Re: named array
- Posted by jimcbrown (admin) Sep 04, 2013
- 1970 views
Yes, of course, I can write
narr Person[1] = "James"
instead of
narr Person = put(Person, "name", "James")
if I absolutely sure, that key "name" = index 1 in that map. But it is dirty hack, that I'm not going to do. Otherwise, it is unclear why it was a fuss?
The disadvantage is that it will lead to the need to monitor changes of consistency and make clones. But it will be much easier.
Your library has the same disadvantage of the necessity of making clones, whether you realize it or not.
However, I should point out here that you have made a small fuss about the necessity of leaving the original object unchanged without providing any justification why this is necessary. You furthmore seem to be saying that your library implementation is superior to that of maps (or at least implying that this is the case) without really explaining why. Your efforts at explaining this all center on two factors: 1) Your library implements an immutable data structure. 2) Your library is simpler than the Euphoria map implementation.
Hmmm... No. I did not say so. In the middle of the conversation mentioned structure "map of maps". My narr is simpler than that.
Ah, I see. I misunderstood. Agreed, in that case.
I content that 1) your library merely implements an immutable map datatype.
If you say about one narr - yes. If you say about narrs - no. My narrs is more effective than set of maps, because keys stored in single table. I spied this principle in Ruby. I know that this is not in Python.
Any immutable map type can be implemented this way (and it makes sense to do so because it is more efficient). Thus, I believe this remains true even in the plural.
Your library uses Euphoria maps internally, so it's not really simpler anyways - the combined logic in its totality must be more complex, since any complete and total description of your library must include a description of the Euphoria implementation of maps and eumem. Perhaps your library is the one with a crutch, using maps internally to deal with keys instead of coming up with a more efficient implementation to handle them.

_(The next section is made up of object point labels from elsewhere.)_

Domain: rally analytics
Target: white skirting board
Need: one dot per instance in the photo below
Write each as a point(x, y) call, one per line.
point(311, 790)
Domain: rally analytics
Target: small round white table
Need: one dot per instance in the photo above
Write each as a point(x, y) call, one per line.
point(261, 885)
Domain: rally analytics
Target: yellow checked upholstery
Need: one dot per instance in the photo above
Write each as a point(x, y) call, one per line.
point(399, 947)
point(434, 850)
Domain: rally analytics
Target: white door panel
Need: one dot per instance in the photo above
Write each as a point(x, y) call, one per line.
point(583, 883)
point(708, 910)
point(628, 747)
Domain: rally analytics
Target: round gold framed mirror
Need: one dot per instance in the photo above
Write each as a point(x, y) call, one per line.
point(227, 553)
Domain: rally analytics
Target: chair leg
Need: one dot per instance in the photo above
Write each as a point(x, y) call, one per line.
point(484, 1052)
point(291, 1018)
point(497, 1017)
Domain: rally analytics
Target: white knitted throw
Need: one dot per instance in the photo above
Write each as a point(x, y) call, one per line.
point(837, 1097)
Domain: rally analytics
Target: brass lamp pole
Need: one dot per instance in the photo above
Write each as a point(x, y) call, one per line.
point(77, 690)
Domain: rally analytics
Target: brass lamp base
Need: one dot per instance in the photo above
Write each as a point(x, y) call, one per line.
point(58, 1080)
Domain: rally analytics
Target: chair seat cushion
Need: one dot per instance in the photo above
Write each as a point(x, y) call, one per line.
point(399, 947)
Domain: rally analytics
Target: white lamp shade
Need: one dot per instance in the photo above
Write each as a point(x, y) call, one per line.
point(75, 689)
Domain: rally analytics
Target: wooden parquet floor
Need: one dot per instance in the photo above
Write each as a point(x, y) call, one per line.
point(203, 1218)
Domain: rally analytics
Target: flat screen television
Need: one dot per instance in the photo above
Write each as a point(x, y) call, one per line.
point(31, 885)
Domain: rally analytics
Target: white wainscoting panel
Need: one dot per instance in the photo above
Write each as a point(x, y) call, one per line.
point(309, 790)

Oh no, again... Map of keys absolutely invisible. narr is regular sequence.
Agreed. The user of your library has no need to know that a map of keys is used internally in the implementation.
About effectivness. As far as I guess, fetching some stuff form sequence is almost instantaneous operation. It is pointer internally, eh?
Yes. The Euphoria implementation of maps benefits from this as well.
So, narr is almost equal to map, because it do two actions only: get index from map by key, get value from sequence by index.
Agreed - a mutable map type (like the one in Euphoria) has a lot more functionality.
Theoretically, there is a much more efficient way. Write a preprocessor that looks for all the indexes and stores them in a list. For example, when it saw
abc = x[_A] + x[_B] + x[_C] -- underlining is used to indicate keys (that "symbols" in terms of Ruby)
then it creates file symbols.e, that contains
public enum _A, _B, _C public function new() return repeat(0, 3) -- because we have only 3 symbols end function
I just came to mind. Perhaps I will do so. Not because it's faster, but because it will take away a lot of repetitive lines
sequence Name = get(my_narr, "name") sequence Work = get(my_narr, "work")
sequence NewState = State NewState[_VELOCITY] = NewVelocity return isAccident(NewState) -- State isn't changed, NewState is eaten by garbage collector
And I'm not even sure that the atoms of the Erlang are analogous to Ruby's symbols.
If I understand correctly, your preprocessor example would be, though. I agree that, for stylistic reasons, that would be the better approach. Adding a new literal symbol type should be done by adding a new literal symbol type, with syntax sugar and all, not by faking it with arrays and strings or maps.